Imagine we have ##L = \frac{1}{2}m\dot x^2##.

If we do: ##x(t) -> x(t) + \epsilon(t)##, we transform the whole trajectory and We will arrive at ##\frac{dP}{dt} = 0## (momentum conserved).

Even though particle won't move on the transformed trajectory, we still do the transformation. The way we arrived to momentum conservation is by the same way as Euler lagrangian derivation as such ##x(t)## is a true path, so its action must be minimum, so action of ##x(t) + \epsilon(t)## must be less. The only way this is proved is by "action of true path" must be minimum. Is there other type of proof ? The reason I'm asking is with this proof, it's like we're saying, "yeah, we know particle moves on ##x(t)## path, but what if it used a different path(##x(t) + \epsilon(t)##), and then we show it can't and arrive at momentum conservation. So it's NOT the kind of proof where particle was at ##A## and then moved to ##B## and momentum didn't change and then moved to C and momentum still didn't change, because since the whole trajectory was transformed, particle wouldn't appear on ##C## as ##C## is on the old path.

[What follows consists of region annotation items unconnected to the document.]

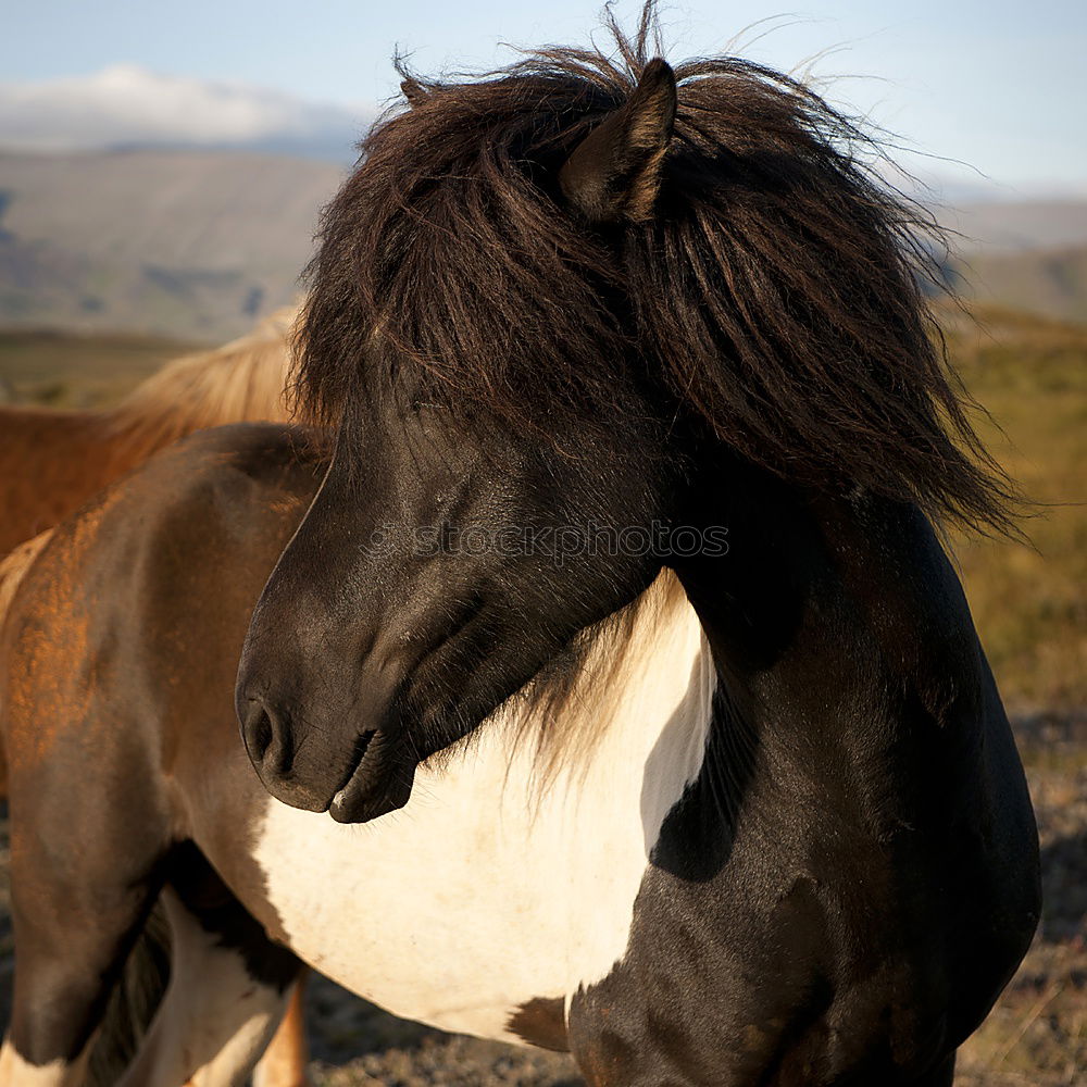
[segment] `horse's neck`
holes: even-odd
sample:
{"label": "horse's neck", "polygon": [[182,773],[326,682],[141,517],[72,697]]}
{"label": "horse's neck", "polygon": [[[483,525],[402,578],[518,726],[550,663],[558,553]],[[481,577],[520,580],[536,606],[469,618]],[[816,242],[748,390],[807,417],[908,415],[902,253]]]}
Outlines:
{"label": "horse's neck", "polygon": [[927,522],[899,503],[783,490],[732,528],[727,555],[680,572],[724,696],[715,802],[738,810],[759,765],[794,805],[832,805],[877,835],[921,817],[932,798],[919,769],[938,757],[969,775],[992,709]]}
{"label": "horse's neck", "polygon": [[[701,767],[716,672],[694,609],[665,571],[620,623],[589,635],[559,703],[511,700],[485,730],[509,751],[509,782],[558,808],[640,809],[646,849]],[[542,710],[542,712],[540,712]],[[516,801],[515,801],[516,802]]]}

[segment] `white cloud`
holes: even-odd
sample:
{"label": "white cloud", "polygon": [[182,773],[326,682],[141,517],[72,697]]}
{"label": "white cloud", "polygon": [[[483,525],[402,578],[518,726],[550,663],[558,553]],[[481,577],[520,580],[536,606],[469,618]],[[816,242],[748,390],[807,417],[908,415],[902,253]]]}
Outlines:
{"label": "white cloud", "polygon": [[300,101],[239,84],[118,64],[95,75],[0,84],[0,146],[36,151],[117,145],[350,145],[374,111]]}

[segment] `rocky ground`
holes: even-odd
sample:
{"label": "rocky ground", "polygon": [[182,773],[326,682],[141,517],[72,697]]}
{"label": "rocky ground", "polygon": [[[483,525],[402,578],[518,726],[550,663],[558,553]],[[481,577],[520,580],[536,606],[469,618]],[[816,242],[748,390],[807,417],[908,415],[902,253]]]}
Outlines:
{"label": "rocky ground", "polygon": [[[1087,715],[1017,722],[1042,842],[1045,910],[1034,947],[964,1047],[957,1087],[1087,1087]],[[7,826],[3,827],[4,839]],[[7,867],[7,855],[0,857]],[[0,900],[0,1016],[11,934]],[[308,1019],[320,1087],[575,1087],[565,1057],[454,1037],[393,1019],[324,978]]]}

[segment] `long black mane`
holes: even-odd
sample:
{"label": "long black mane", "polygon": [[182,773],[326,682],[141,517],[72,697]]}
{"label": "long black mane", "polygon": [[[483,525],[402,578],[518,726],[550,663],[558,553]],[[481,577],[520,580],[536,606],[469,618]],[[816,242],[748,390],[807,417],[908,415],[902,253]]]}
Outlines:
{"label": "long black mane", "polygon": [[[930,516],[1008,527],[919,286],[929,217],[803,84],[723,57],[675,68],[655,208],[591,229],[555,174],[651,57],[549,48],[474,82],[405,84],[326,209],[297,391],[336,418],[380,378],[539,425],[614,411],[632,360],[750,461]],[[374,363],[375,342],[387,365]]]}

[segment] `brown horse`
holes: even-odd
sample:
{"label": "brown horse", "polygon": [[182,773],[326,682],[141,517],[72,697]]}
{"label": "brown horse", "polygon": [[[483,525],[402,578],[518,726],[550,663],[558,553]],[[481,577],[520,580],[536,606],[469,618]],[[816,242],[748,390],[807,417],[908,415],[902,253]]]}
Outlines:
{"label": "brown horse", "polygon": [[0,555],[193,430],[285,420],[292,309],[176,359],[110,411],[0,407]]}
{"label": "brown horse", "polygon": [[[174,360],[109,411],[0,407],[0,555],[12,552],[0,564],[0,621],[51,527],[114,479],[193,430],[287,417],[297,315],[279,310],[229,343]],[[0,750],[0,796],[5,771]],[[301,999],[299,984],[257,1070],[265,1087],[305,1082]]]}
{"label": "brown horse", "polygon": [[651,14],[372,132],[304,320],[335,440],[195,435],[34,559],[4,1087],[78,1082],[160,899],[126,1087],[240,1084],[302,961],[592,1087],[951,1084],[1038,850],[933,523],[1008,485],[855,128]]}

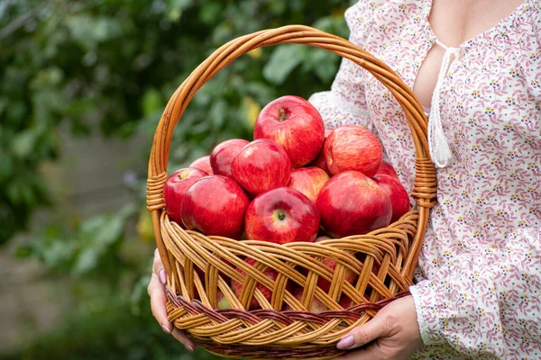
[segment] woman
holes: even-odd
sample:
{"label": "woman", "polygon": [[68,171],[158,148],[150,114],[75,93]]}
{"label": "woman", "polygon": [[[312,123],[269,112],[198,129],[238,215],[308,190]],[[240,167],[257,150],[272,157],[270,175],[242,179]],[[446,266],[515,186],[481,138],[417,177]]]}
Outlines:
{"label": "woman", "polygon": [[[338,347],[362,346],[351,359],[541,358],[541,2],[361,1],[345,18],[351,41],[426,111],[438,204],[412,295]],[[344,60],[331,91],[310,102],[328,128],[372,130],[411,189],[413,143],[381,84]],[[160,267],[149,293],[170,331]]]}

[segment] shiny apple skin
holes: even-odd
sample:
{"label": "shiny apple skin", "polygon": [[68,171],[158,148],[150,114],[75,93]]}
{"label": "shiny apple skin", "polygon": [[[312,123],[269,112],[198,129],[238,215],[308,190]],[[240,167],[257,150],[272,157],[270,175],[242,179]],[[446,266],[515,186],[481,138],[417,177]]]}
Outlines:
{"label": "shiny apple skin", "polygon": [[321,225],[333,238],[366,234],[389,225],[392,206],[387,193],[358,171],[333,176],[316,202]]}
{"label": "shiny apple skin", "polygon": [[250,141],[243,139],[231,139],[216,145],[210,153],[210,166],[214,174],[233,177],[231,173],[233,159],[241,148],[249,143]]}
{"label": "shiny apple skin", "polygon": [[353,170],[372,177],[383,158],[378,139],[363,127],[353,125],[335,129],[325,140],[324,152],[332,175]]}
{"label": "shiny apple skin", "polygon": [[291,171],[288,186],[295,189],[314,203],[323,186],[329,181],[329,176],[319,167],[299,167]]}
{"label": "shiny apple skin", "polygon": [[206,155],[196,158],[188,167],[195,167],[205,171],[208,175],[214,175],[212,166],[210,166],[210,155]]}
{"label": "shiny apple skin", "polygon": [[250,202],[245,223],[246,235],[253,240],[276,244],[312,242],[319,230],[319,212],[301,193],[279,187],[259,194]]}
{"label": "shiny apple skin", "polygon": [[266,139],[243,147],[233,160],[233,178],[252,195],[285,186],[291,176],[286,151]]}
{"label": "shiny apple skin", "polygon": [[232,179],[220,175],[201,177],[182,202],[182,222],[206,235],[238,238],[243,230],[248,195]]}
{"label": "shiny apple skin", "polygon": [[402,183],[396,176],[377,174],[374,181],[383,189],[390,198],[392,205],[392,217],[390,222],[395,222],[402,215],[409,211],[409,195],[402,185]]}
{"label": "shiny apple skin", "polygon": [[180,207],[182,206],[184,195],[196,181],[207,175],[198,168],[185,167],[175,171],[167,178],[163,186],[165,211],[173,221],[182,225]]}
{"label": "shiny apple skin", "polygon": [[[325,140],[326,140],[326,138],[332,131],[332,129],[325,130]],[[332,176],[333,174],[331,174],[331,170],[329,170],[329,166],[327,166],[326,165],[326,158],[325,157],[325,140],[323,142],[323,146],[321,147],[321,150],[319,150],[319,154],[317,154],[316,159],[312,161],[312,163],[308,165],[308,166],[319,167],[320,169],[325,171],[329,176]]]}
{"label": "shiny apple skin", "polygon": [[302,97],[287,95],[267,104],[253,128],[253,139],[276,141],[288,153],[293,168],[304,166],[319,153],[325,126],[319,112]]}

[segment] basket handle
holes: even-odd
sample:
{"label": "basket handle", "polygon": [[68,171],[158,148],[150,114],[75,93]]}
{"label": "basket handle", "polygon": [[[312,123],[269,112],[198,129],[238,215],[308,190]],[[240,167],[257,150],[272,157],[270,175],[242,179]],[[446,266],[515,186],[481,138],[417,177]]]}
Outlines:
{"label": "basket handle", "polygon": [[197,91],[225,66],[254,49],[282,43],[309,45],[352,60],[381,82],[402,107],[415,145],[416,177],[412,196],[416,199],[419,213],[419,228],[402,270],[407,279],[411,281],[425,236],[428,212],[436,204],[436,168],[428,151],[426,117],[413,91],[382,61],[345,39],[303,25],[263,30],[227,42],[190,74],[167,104],[156,129],[151,150],[147,207],[152,213],[156,243],[168,274],[171,274],[170,265],[160,233],[160,211],[165,207],[163,185],[167,179],[167,164],[175,125]]}

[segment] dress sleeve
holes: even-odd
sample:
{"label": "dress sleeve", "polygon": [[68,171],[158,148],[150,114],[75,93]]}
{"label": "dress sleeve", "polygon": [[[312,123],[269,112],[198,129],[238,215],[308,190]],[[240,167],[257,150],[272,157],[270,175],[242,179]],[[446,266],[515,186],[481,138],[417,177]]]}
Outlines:
{"label": "dress sleeve", "polygon": [[[360,1],[345,12],[349,40],[362,48],[372,17],[372,6]],[[376,133],[364,97],[365,70],[344,58],[330,91],[316,93],[308,101],[319,111],[326,129],[343,125],[362,125]]]}
{"label": "dress sleeve", "polygon": [[463,255],[438,272],[433,278],[445,280],[410,287],[426,345],[448,342],[476,358],[541,358],[541,229],[513,231],[501,248]]}

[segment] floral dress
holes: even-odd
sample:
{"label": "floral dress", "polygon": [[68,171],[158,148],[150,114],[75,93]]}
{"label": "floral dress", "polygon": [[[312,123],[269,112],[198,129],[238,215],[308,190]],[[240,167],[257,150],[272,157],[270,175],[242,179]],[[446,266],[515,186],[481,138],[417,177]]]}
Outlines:
{"label": "floral dress", "polygon": [[[361,1],[345,13],[350,40],[413,88],[436,40],[431,5]],[[425,343],[414,358],[540,359],[541,2],[525,1],[459,52],[437,94],[453,160],[437,169],[438,203],[410,287]],[[374,132],[411,190],[413,142],[381,83],[343,60],[331,91],[310,102],[328,128]]]}

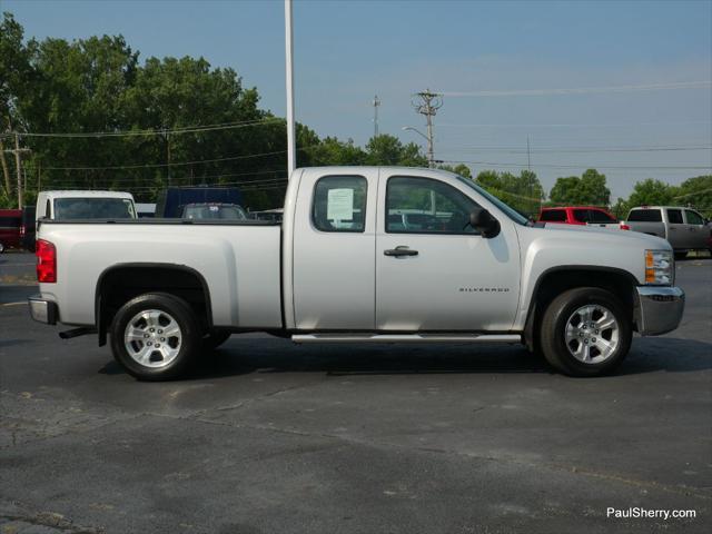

So to me, this doesn't seem like understandable for some reason. The better way would be that we know particle moves on the true path ##x(t)## and on that path, there we got ##A, B, C## points and we show when particle moves between them, momentum is conserved. That would be the real, more understandable way, but I guess, we can't do that.

So why are we saying: "when we do transformation, momentum is conserved ?" - particle doesn't actually start using new ##x(t) + \epsilon(t)## trajectory at all, so what's the point of saying the "transformation" at all ? I understand the derivation but not the intuitive idea of considering transformation. I think this "transformation" is the same thing as using the "action must be minimum" over the true path and nothing else - so it seems like the mathematical trick and not the intuitive idea of "coordinate transformation".

Hope I explained well enough, if not, let me know.